On 15 November 2016, the Luxembourg Parliament adopted the Law on certain rules governing actions for damages for competition law infringements and amending the amended Law of 23 October 2011 on competition (“Law”). It implements Directive 2014/104/EU of 26 November 2014 on antitrust damages actions (“Directive”).
The Law reflects the objectives of the Directive: improving the effectiveness of private enforcement as to infringements of European Union and national competition law and fine-tuning the interplay between private damages actions and public enforcement by the European Commission and national competition authorities.
On the one hand, the Law facilitates actions for damages through the introduction of certain specific procedural rules.

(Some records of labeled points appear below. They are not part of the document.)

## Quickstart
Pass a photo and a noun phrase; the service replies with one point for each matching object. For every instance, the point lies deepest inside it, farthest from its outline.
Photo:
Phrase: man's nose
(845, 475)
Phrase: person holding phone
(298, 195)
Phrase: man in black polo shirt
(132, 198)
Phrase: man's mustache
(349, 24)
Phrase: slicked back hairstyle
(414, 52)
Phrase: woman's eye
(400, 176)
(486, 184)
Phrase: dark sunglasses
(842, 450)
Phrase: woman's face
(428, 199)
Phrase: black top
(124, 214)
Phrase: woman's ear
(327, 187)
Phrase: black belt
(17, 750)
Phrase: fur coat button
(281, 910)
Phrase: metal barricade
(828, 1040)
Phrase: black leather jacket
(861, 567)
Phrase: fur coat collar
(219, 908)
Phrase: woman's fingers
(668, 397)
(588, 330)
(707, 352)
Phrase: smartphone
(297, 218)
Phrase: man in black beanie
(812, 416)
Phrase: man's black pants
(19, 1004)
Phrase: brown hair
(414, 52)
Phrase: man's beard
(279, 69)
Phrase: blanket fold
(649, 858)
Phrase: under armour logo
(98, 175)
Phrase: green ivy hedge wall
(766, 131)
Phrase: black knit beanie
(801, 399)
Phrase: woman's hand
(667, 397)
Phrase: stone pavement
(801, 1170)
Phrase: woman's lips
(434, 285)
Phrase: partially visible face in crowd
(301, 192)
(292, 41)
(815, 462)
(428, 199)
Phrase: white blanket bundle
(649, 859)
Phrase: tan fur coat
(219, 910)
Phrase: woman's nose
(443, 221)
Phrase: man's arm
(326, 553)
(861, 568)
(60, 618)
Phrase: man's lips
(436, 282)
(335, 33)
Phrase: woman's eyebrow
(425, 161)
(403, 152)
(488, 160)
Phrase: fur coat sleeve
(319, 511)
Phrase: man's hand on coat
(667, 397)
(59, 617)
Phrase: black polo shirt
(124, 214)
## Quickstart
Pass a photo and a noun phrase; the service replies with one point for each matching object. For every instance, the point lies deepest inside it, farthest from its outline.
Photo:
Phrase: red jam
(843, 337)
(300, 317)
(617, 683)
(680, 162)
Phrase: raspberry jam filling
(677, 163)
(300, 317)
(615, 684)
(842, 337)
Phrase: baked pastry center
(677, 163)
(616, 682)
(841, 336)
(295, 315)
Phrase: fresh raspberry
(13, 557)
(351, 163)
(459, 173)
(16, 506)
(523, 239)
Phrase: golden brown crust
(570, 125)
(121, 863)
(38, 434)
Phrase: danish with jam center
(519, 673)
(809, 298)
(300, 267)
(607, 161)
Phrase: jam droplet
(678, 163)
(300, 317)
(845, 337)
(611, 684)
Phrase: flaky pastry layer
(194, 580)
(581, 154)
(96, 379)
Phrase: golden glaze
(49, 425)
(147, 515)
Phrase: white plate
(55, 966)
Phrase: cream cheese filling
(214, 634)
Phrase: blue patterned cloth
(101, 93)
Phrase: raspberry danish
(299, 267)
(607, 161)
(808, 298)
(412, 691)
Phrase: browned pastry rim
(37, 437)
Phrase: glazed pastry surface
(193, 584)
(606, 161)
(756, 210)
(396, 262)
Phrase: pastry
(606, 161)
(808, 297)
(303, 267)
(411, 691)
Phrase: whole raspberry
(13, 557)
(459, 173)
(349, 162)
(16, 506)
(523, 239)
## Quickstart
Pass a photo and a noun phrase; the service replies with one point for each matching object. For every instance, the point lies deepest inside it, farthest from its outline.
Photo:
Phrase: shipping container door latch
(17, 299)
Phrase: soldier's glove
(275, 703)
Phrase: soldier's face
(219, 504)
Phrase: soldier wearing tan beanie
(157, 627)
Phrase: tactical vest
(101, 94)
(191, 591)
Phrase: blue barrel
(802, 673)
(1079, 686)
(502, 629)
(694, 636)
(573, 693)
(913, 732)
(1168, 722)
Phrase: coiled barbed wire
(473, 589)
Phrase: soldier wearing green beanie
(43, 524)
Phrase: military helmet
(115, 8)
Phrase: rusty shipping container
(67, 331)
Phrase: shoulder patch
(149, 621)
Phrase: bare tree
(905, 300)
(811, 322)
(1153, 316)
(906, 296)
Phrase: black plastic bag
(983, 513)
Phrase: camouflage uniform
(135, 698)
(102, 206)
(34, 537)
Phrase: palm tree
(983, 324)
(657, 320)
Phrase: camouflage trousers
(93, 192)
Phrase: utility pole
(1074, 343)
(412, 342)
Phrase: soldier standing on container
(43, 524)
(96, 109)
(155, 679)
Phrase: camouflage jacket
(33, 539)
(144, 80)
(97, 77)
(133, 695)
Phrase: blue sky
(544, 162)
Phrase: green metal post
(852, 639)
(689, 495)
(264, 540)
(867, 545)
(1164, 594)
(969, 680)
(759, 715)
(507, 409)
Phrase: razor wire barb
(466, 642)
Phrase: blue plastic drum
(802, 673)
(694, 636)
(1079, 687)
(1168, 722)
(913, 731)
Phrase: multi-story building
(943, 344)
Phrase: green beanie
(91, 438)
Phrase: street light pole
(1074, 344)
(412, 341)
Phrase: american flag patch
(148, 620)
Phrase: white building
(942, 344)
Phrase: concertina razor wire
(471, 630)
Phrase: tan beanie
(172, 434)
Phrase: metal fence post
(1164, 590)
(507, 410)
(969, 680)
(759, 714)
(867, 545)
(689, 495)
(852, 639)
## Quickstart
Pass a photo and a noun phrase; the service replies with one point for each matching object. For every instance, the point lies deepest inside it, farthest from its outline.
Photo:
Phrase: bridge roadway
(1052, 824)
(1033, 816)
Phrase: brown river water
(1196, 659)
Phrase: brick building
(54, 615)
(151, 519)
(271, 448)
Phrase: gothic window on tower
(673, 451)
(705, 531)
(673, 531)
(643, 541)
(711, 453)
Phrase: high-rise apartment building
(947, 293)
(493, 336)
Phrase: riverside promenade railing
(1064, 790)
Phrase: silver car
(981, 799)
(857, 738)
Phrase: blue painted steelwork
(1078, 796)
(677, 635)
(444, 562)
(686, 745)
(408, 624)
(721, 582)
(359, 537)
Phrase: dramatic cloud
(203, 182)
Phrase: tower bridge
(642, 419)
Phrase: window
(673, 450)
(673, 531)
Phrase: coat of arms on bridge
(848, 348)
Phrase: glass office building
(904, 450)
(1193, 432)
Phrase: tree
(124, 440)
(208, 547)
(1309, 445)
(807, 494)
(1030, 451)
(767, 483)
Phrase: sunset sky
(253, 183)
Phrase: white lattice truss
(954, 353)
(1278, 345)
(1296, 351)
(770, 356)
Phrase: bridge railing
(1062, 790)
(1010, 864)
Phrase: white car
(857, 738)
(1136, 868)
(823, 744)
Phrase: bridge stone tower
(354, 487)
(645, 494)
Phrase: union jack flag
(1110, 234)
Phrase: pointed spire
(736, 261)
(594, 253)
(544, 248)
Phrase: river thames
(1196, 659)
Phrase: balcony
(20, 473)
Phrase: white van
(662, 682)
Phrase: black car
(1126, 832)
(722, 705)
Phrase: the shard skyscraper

First, their exercise is simplified by a set of presumptions with respect to the existence of an infringement of competition law and its effects:
- an irrebuttable presumption of its existence in the event of an infringement of competition law found by a final decision of the Competition Council;
- evidence of the fact that such an infringement has occurred when it is established by a final decision of a competition authority of another Member State;
- a rebuttable presumption that cartel infringements cause harm; and
- a rebuttable presumption for the indirect purchaser who introduces an action for damages that the overcharge resulting from a competition law infringement has been passed on to him, the defendant having for his part, however, the possibility to invoke as a defence, in an action for damages introduced by a direct purchaser, that the latter passed on such an overcharge to a lower level of the distribution chain.
Second, access to evidence, essential for competition law-based claims, is facilitated through certain disclosure rules. Upon request of the claimant, a judge may, under certain conditions relating to the proportionality of such a request, order the disclosure of information, including with respect to evidence in the file of a competition authority. However, considering their importance for the public enforcement of competition law, statements made by companies for the purpose of a leniency application and settlement submissions are protected: they cannot be subject to a disclosure order and evidence related to them obtained solely through access to the file of a competition authority is inadmissible. Other evidence, including that established by a competition authority and sent to the parties in the course of proceedings, cannot be disclosed until that authority has closed its proceedings. In any event, the production of confidential evidence ordered by a judge is subject to certain protective measures.
Third, with the exception of certain specific rules applicable to small and medium-sized undertakings and immunity recipients, joint and several liability of undertakings which have infringed competition law through joint behaviour allows the injured party to require full compensation from any of them until it has been fully compensated.
Fourth, whereas the Directive imposes on Member States to ensure that limitation periods for bringing actions for damages are of at least five years, the Law refers in this respect to Luxembourgish general procedural law principles, which provide for a ten-year limitation period for commercial claims.
On the other hand, the Law encourages consensual dispute resolution. In accordance with the Directive, it provides for the suspension of the limitation period to bring an action for damages for the duration of the consensual dispute resolution process and the suspension of the proceedings relating to the action for damages during a maximum period of two years. In addition, certain rules govern the exercise of the remaining claim of the settling injured party.
Lastly, it is worth noting that the Law does not enact provisions relating to collective redress despite a Commission Recommendation of 11 June 2013 on collective redress inviting Member States to introduce mechanisms allowing for collective damages actions.